Molly is now 7 months old. We have gone 3 weeks with no accidents except for this AM. She has been faking going potty and then looks for a treat. I catch her all the time except for this AM. 6:10 AM out to go ,pees and then "looks" like she is pooping. To dark to see. Let her in thinking all is well. Front room has a lot of poop 5 minutes later. She has NEVER gone out on her own to do her duty. I am tired of being conned by a dog. I love her but this is a bit much. Anyone else have an actress for a pet and how do I over come this SOON. Mama is VERY upset

PS I have cut down on treats every time she goes


----------



## Jackie from Concrete WA (Mar 23, 2015)

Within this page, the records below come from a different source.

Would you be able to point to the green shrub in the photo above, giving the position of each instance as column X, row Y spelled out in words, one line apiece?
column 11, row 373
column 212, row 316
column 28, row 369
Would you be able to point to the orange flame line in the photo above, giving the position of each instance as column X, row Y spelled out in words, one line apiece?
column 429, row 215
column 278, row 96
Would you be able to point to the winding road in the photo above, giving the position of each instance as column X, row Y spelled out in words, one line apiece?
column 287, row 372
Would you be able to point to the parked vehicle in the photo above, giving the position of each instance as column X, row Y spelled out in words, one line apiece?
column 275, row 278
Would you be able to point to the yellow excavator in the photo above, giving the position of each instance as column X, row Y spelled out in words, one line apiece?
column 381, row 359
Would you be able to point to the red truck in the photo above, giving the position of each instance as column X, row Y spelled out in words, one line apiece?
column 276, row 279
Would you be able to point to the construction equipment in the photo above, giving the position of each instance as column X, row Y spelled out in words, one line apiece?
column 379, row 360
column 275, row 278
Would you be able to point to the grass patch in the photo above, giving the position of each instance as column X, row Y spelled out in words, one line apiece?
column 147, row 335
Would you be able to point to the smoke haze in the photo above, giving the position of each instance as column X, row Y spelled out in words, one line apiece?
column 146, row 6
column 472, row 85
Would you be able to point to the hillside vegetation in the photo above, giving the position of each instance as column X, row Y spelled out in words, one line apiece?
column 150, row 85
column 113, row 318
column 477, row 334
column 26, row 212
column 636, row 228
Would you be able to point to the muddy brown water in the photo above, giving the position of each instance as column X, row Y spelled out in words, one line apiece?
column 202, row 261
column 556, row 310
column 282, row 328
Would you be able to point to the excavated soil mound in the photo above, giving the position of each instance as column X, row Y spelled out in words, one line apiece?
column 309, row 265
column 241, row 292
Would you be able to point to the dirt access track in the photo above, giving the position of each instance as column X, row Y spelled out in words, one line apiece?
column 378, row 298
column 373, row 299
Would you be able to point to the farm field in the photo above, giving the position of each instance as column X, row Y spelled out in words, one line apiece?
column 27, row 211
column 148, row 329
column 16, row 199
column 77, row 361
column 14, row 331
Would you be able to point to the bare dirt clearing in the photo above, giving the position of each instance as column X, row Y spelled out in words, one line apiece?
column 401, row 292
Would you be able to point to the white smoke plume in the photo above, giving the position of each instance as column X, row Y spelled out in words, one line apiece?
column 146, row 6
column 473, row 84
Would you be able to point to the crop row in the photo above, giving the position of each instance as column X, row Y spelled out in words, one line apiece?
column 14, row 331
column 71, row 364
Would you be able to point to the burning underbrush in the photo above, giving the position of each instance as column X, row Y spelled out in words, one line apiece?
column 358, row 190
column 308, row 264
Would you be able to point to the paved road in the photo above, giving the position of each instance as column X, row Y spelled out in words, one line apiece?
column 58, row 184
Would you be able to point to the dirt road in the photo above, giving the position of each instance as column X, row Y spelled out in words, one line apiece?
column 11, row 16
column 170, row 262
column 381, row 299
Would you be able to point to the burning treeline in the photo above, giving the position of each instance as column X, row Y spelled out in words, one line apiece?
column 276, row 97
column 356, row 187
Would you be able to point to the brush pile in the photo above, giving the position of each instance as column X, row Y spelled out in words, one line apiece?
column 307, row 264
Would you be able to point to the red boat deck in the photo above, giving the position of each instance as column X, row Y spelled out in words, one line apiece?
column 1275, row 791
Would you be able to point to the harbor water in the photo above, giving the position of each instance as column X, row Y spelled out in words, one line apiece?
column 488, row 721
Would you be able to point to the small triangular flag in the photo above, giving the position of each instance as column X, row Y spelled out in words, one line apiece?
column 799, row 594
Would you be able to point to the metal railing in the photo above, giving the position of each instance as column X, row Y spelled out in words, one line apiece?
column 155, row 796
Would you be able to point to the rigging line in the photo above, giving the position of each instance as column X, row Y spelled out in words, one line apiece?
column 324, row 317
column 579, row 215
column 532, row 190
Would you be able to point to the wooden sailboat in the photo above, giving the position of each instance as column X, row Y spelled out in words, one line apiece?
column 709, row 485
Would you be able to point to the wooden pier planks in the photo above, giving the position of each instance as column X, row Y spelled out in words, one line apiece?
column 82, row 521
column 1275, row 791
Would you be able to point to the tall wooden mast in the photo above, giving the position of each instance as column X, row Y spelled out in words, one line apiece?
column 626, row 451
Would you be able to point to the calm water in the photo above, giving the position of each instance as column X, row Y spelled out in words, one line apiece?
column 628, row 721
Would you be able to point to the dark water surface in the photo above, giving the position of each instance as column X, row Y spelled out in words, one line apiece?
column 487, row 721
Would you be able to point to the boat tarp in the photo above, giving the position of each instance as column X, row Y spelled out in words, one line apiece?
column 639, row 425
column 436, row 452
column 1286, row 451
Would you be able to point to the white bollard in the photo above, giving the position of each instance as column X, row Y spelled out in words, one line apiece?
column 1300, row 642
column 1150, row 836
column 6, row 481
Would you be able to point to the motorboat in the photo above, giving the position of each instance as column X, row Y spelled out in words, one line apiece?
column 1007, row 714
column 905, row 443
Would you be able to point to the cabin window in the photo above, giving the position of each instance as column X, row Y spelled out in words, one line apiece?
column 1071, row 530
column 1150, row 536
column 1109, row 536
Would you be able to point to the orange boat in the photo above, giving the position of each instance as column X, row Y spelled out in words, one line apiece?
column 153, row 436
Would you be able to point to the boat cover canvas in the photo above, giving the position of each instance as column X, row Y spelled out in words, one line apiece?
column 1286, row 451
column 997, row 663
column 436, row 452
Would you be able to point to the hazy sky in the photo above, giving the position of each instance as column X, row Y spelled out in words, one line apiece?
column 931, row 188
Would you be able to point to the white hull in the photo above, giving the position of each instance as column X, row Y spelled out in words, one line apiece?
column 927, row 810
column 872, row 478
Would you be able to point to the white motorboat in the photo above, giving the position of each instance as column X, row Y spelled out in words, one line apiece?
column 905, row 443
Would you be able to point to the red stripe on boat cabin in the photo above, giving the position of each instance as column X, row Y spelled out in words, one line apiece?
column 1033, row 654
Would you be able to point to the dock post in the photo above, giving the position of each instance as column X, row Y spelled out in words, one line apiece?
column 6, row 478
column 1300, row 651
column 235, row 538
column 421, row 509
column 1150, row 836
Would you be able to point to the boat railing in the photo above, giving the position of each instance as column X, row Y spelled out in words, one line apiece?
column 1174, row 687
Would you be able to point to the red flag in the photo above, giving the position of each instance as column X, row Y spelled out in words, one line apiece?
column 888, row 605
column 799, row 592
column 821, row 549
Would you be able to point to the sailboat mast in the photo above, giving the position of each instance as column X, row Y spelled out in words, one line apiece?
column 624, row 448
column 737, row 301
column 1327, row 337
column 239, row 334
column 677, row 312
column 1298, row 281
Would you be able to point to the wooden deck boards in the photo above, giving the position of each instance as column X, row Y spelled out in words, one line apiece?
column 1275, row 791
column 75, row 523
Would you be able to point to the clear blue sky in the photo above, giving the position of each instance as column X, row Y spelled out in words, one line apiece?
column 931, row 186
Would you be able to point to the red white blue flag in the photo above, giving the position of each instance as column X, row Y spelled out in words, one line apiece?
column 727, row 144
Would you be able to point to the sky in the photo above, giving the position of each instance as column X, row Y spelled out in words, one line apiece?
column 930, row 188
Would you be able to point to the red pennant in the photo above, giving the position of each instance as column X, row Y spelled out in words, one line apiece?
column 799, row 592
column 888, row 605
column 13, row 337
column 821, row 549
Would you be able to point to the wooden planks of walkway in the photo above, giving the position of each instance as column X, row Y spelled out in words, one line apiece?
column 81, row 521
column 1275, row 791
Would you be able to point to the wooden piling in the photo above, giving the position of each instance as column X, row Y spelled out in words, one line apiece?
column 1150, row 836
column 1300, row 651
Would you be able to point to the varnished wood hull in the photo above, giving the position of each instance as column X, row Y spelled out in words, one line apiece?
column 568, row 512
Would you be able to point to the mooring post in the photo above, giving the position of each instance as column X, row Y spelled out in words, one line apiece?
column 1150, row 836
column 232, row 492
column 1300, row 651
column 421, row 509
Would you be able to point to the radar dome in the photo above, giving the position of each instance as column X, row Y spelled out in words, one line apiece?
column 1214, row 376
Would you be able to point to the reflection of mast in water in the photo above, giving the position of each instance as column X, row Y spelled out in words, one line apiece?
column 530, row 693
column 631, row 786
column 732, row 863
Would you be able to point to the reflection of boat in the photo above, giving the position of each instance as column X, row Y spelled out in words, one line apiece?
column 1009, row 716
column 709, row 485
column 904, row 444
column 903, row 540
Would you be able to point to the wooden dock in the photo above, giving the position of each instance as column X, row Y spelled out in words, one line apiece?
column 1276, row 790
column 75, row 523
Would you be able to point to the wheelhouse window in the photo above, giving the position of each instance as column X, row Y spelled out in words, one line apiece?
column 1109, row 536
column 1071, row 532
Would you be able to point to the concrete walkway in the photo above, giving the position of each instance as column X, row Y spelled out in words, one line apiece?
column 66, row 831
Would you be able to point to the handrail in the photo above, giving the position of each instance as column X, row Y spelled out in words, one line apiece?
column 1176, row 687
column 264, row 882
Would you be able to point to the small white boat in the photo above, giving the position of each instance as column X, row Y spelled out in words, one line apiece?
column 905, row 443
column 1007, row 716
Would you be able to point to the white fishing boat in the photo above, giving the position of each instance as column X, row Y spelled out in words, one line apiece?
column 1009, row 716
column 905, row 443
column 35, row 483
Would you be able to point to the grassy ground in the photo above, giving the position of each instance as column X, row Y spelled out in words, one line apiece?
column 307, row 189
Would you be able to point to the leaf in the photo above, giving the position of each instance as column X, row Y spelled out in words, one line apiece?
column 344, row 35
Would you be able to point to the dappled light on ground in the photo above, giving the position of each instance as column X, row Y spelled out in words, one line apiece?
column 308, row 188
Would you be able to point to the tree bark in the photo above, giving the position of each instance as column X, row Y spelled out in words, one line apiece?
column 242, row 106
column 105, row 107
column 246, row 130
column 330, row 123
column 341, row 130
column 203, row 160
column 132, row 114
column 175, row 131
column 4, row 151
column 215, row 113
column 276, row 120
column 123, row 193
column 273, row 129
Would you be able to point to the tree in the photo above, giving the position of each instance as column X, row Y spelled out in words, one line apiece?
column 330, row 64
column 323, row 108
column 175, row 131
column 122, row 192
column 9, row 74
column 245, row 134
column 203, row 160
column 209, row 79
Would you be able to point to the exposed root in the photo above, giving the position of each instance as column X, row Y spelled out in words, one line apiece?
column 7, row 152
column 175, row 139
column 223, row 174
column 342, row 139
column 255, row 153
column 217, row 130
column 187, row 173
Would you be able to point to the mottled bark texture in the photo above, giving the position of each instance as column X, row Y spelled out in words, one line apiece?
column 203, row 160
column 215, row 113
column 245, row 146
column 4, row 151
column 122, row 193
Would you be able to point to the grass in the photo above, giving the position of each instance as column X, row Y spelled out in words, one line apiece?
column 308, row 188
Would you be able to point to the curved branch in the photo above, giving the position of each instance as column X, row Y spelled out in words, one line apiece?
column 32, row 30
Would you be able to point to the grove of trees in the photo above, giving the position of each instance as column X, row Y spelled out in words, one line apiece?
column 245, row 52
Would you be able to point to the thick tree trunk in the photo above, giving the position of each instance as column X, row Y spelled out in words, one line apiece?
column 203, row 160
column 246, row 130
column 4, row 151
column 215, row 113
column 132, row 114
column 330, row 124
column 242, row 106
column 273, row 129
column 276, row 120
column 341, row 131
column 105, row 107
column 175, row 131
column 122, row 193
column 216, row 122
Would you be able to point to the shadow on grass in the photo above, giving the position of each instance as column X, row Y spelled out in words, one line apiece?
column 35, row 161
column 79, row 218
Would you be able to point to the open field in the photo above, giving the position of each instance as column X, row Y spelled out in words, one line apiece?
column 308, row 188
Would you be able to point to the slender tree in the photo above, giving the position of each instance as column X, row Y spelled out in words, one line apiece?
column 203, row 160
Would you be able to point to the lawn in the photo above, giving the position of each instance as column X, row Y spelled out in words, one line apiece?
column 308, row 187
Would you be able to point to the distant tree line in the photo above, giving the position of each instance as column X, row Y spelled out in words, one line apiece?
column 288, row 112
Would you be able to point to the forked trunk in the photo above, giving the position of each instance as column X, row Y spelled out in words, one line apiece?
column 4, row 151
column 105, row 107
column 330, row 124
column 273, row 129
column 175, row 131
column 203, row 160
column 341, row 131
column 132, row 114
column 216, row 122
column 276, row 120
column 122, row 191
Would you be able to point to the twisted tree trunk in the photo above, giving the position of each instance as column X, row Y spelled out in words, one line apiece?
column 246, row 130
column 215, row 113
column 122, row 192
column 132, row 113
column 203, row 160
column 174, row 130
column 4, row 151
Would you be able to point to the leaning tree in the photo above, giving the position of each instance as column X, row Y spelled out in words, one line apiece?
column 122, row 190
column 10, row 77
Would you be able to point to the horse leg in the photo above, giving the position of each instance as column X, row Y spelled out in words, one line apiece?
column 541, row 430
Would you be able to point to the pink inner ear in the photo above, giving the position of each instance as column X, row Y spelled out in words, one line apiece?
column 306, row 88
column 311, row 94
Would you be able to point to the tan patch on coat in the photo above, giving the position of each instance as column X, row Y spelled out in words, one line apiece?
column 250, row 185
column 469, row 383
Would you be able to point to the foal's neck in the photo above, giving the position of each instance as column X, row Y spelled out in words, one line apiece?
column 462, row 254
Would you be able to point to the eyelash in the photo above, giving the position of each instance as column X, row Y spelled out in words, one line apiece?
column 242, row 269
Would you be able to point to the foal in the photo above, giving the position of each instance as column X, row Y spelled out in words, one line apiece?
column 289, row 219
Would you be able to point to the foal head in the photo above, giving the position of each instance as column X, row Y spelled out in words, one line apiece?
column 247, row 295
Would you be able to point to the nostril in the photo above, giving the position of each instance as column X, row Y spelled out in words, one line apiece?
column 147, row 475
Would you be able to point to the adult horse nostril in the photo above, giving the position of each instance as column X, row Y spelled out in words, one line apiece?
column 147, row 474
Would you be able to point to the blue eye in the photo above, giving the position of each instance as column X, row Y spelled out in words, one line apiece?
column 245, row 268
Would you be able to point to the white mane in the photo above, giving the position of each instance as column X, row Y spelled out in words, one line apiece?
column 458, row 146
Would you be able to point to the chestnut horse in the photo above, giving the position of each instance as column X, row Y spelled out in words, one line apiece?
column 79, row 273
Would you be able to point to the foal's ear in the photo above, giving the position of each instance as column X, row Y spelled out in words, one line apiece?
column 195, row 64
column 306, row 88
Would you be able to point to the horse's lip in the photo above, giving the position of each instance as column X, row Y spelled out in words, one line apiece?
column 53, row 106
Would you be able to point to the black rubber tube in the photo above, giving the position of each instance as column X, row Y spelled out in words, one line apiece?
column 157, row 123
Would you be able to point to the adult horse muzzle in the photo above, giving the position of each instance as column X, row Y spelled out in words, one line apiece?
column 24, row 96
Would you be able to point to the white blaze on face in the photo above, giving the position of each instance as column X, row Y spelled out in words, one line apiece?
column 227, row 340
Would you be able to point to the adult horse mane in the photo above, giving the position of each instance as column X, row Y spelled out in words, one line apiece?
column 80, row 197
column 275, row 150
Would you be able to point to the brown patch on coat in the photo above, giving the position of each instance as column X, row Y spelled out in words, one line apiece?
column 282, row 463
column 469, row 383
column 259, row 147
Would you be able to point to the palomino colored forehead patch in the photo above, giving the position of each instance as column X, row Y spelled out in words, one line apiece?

I think cutting down on treats after going potty is a good idea.  Have you tried to use a command like, "go potty" or something like that? Then praise after the deed is done? I've never offered treats to try and train for potty as I'm afraid of experiencing what you are going through! I can't really offer another suggestion, but I'm sure you'll get plenty of responses as the day goes on.


----------



## Molly120213 (Jan 22, 2014)

My Molly has never gone out alone to potty. She is always on leash and I am careful to observe that she has actually gone, especially when she was younger. I have never given treats for potty. I use words that I say when I want her to go and I repeat these words while she is going to reinforce them. I use "hurry up", "pee pee", and "poo poo". After she goes I praise and tell her "good girl". If it is dark out I would keep her close to an outside light or bring a flashlight with you so you can see what she is doing. If she is squatting she is probably peeing and you should be able to tell if she has pooped if you have some light. If she doesn't she definitely should not be getting a treat and should be confined when she comes back in the house so she can't run off and poop.


----------



## gelbergirl (Jun 9, 2007)

I usually have a little talk with Henry about going pee-pee.
I've sat down next to him and said "now you and I both know there's pee-pee in there, you need to go". I swear he understands me.
He likes me talking to him about these things.


----------



## Nicm (Feb 28, 2014)

gelbergirl said:


> I usually have a little talk with Henry about going pee-pee.
> I've sat down next to him and said "now you and I both know there's pee-pee in there, you need to go". I swear he understands me.
> He likes me talking to him about these things.


Thats so cute!!

Nic


----------



## Napria (May 17, 2015)

gelbergirl said:


> I usually have a little talk with Henry about going pee-pee.
> I've sat down next to him and said "now you and I both know there's pee-pee in there, you need to go". I swear he understands me.
> He likes me talking to him about these things.


Oh my gosh I'm laughing so hard! And I think I'm going to take this tactic with Baci. :grin2:


----------